Preparation of Mammalian Cells (HEK293T) for Transfection and Fluorescence Confocal Microscopy

HEK293T cells (100000 cells) were cultured in a 35 mm imaging dish with a glass bottom and an imprinted 50 μm cell location grid (Ibidi; cat. no. 81148) in DMEM medium supplemented with 1% (v/v) sodium pyruvate, 1% (v/v) antibiotics, 1% (v/v) glutamine, and 10% (v/v) fetal calf serum (FCS).
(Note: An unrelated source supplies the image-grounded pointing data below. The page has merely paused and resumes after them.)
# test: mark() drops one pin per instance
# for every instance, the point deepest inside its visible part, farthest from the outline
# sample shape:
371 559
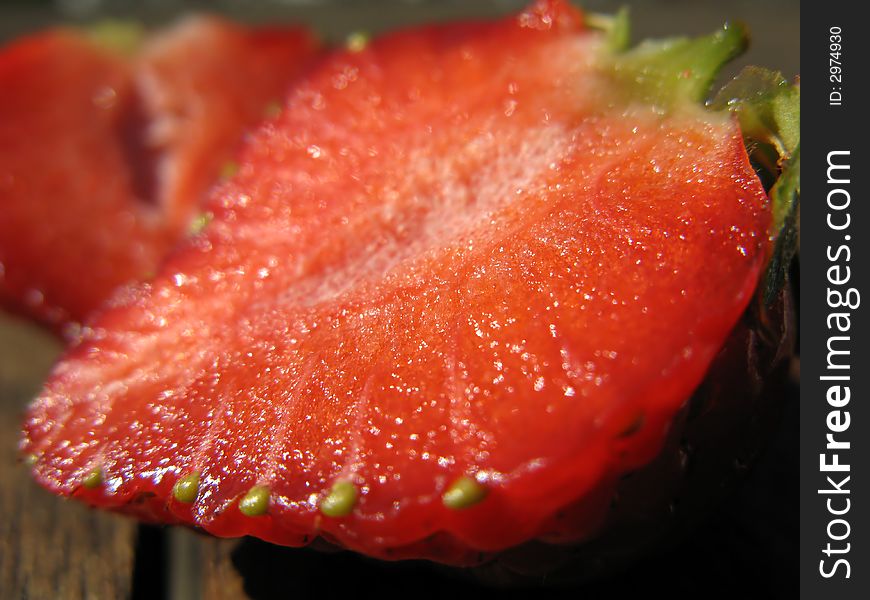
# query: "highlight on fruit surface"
472 275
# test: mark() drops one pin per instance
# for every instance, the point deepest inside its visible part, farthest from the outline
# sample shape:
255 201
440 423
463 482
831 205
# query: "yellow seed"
341 499
357 41
199 223
272 110
186 489
229 169
255 502
462 493
93 479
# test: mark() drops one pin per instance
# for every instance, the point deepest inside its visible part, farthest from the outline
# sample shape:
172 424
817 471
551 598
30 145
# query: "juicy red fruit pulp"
460 252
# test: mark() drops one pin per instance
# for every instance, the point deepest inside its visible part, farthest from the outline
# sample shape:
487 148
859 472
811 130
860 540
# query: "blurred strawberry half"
108 143
465 282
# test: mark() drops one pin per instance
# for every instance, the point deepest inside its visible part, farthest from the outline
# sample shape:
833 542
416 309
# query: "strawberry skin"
104 157
463 280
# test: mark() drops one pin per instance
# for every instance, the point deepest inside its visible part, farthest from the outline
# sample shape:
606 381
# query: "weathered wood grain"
49 548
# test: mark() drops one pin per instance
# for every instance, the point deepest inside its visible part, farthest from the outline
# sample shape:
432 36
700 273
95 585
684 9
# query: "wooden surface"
56 549
49 548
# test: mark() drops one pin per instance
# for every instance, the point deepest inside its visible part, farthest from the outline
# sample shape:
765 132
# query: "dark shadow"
747 549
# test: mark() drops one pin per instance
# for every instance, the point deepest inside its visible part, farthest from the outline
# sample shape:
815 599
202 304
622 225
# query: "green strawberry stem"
123 37
674 71
768 108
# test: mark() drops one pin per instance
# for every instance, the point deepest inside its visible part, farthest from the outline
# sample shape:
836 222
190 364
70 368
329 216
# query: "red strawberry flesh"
461 252
104 157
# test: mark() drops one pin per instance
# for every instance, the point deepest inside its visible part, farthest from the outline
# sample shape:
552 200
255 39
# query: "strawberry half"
465 282
108 144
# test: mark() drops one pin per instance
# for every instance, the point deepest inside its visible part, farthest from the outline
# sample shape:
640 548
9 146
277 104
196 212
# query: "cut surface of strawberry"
104 156
461 285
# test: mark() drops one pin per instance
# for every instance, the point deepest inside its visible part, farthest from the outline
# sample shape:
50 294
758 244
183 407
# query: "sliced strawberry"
103 157
460 286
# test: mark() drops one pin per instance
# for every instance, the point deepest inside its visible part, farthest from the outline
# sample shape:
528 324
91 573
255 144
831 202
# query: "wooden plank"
49 547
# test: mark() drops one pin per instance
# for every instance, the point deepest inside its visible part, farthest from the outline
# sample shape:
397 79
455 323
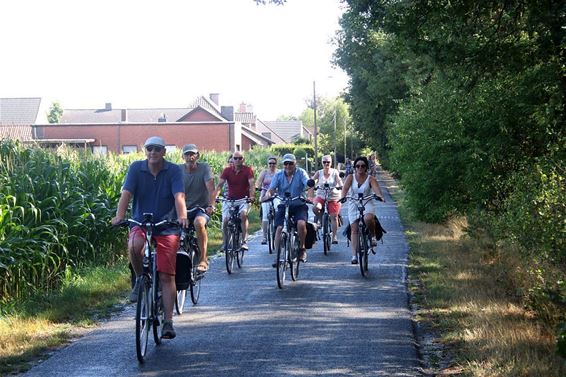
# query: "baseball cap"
154 140
190 148
289 157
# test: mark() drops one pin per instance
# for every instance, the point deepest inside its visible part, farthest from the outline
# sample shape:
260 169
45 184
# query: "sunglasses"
156 148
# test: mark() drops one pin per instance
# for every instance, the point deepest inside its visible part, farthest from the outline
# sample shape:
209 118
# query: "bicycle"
189 247
364 237
149 308
324 216
233 236
288 249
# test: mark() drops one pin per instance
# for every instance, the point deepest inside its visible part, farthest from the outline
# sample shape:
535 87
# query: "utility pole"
315 128
335 158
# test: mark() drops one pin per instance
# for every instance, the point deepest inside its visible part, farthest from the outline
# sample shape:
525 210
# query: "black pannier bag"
183 272
379 231
310 239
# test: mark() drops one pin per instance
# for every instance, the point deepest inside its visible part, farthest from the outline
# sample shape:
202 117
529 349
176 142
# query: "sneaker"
167 331
133 297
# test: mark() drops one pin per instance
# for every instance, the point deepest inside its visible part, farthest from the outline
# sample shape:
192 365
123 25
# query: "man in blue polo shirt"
156 186
293 180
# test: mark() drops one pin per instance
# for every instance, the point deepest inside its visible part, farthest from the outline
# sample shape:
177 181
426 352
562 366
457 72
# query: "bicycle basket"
183 272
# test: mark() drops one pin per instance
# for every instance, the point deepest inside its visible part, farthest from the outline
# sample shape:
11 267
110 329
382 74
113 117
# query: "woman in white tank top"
360 182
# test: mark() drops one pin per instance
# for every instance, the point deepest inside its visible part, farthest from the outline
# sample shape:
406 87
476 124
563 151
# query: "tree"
55 113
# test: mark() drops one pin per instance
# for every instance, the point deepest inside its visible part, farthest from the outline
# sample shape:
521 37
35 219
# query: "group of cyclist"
191 185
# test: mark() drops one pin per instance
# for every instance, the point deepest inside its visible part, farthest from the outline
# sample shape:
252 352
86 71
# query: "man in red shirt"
240 179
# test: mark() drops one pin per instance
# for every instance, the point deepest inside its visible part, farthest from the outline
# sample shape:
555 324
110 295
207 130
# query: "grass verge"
470 319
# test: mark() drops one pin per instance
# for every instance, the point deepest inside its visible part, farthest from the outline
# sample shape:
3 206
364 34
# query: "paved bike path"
331 322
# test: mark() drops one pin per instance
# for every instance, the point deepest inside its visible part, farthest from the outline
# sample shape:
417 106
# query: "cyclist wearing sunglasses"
331 176
293 180
240 179
155 186
361 182
263 182
199 192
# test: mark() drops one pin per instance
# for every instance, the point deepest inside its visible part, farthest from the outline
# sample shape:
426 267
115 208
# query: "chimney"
215 97
227 113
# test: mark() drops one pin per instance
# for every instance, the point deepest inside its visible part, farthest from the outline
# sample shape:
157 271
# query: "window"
129 149
100 149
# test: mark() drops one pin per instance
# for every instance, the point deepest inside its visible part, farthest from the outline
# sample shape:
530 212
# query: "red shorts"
166 247
333 205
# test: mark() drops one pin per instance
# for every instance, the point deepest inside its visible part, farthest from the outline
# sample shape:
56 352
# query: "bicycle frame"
232 246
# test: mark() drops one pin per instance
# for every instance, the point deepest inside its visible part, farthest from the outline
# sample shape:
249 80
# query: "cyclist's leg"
317 208
200 222
334 209
264 219
167 246
354 237
244 208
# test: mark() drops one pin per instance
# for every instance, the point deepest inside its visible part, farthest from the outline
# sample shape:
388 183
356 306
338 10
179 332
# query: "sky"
144 54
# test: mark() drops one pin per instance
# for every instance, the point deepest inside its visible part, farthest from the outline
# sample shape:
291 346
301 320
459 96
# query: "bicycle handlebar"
362 198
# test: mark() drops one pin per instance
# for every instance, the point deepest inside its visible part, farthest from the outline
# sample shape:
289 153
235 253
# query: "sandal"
202 266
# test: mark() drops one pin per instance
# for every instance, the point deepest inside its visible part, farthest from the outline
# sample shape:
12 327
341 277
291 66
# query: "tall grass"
55 208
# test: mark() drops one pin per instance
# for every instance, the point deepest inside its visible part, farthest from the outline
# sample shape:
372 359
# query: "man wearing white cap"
199 192
156 186
293 180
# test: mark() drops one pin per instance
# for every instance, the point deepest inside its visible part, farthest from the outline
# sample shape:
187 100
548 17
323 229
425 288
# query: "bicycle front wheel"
282 260
326 236
363 250
241 252
293 247
196 276
229 252
270 236
180 301
158 315
143 318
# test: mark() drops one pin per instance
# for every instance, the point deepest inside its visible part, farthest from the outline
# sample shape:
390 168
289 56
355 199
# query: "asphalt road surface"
331 322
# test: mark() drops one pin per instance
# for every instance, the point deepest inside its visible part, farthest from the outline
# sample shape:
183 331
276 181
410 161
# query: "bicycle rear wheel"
326 236
196 276
143 318
282 260
293 247
229 252
363 252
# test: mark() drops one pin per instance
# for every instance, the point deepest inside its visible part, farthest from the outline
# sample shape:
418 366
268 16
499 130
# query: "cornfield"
55 208
55 211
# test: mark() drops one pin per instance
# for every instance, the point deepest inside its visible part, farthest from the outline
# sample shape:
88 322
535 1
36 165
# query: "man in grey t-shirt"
199 192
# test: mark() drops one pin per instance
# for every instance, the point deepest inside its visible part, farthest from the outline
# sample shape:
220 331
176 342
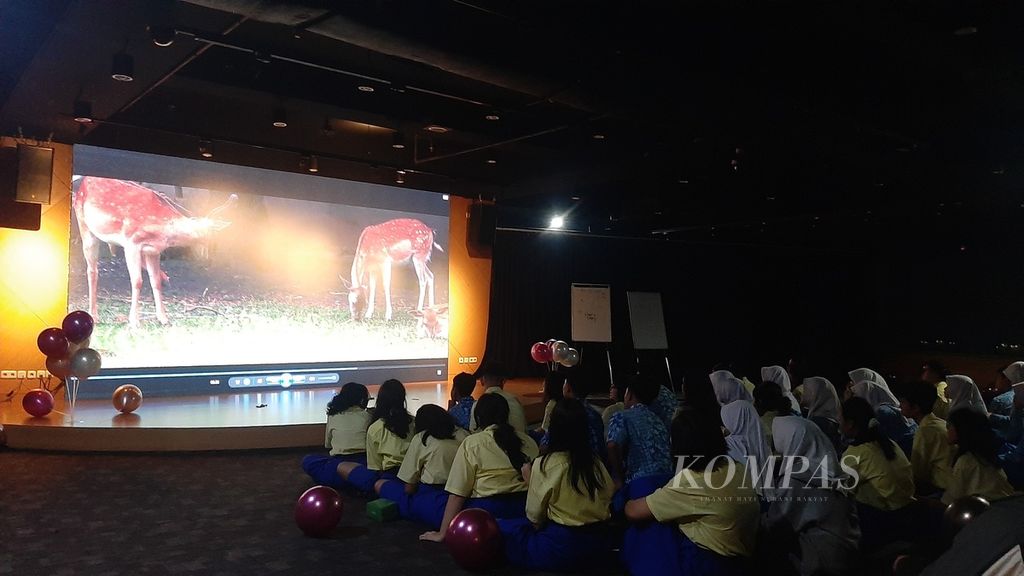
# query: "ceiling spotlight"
83 112
206 149
163 36
123 68
280 118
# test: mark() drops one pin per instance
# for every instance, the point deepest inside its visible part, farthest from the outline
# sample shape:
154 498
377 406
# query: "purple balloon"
77 326
318 510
JetPEI (PolyPlus; cat. no. 101-10N) was used to cotransfect cells with pmTurquoise2-Mito and Cox8-RamR-FLAG constructs. Sixteen hours post-transfection, the cells were washed with phenol-red free, serum-free, antibiotic-free RPMI imaging medium (ThermoFisher; cat. no. 11835030) containing 1% glutamine. Bodipy625 was diluted in the imaging medium to a final concentration of 450 nM. After 15 min of incubation at 37 °C, the free dye was washed away with the imaging medium. Cells were imaged live at 37 °C by confocal imaging, and their positions on the grid were marked. Subsequently, the cells were washed with PBS, fixed with 4% paraformaldehyde (PAF) for 15 min, and permeabilized with 0.1% Triton-X100 in PBS for 5 min. Cells were immunolabeled with mouse IgG1 Anti-Flag antibody (Sigma; cat. no. F1804) overnight at dilution 1:200 in PBS. Next, cells were washed with PBS and labeled with secondary donkey anti-mouse antibody conjugated to Alexa Fluor 568 (ThermoFisher; cat. no. A10037) at dilution 1:400 in PBS for 30 min. Finally cells located at the stored positions on the grid were imaged by confocal microscopy.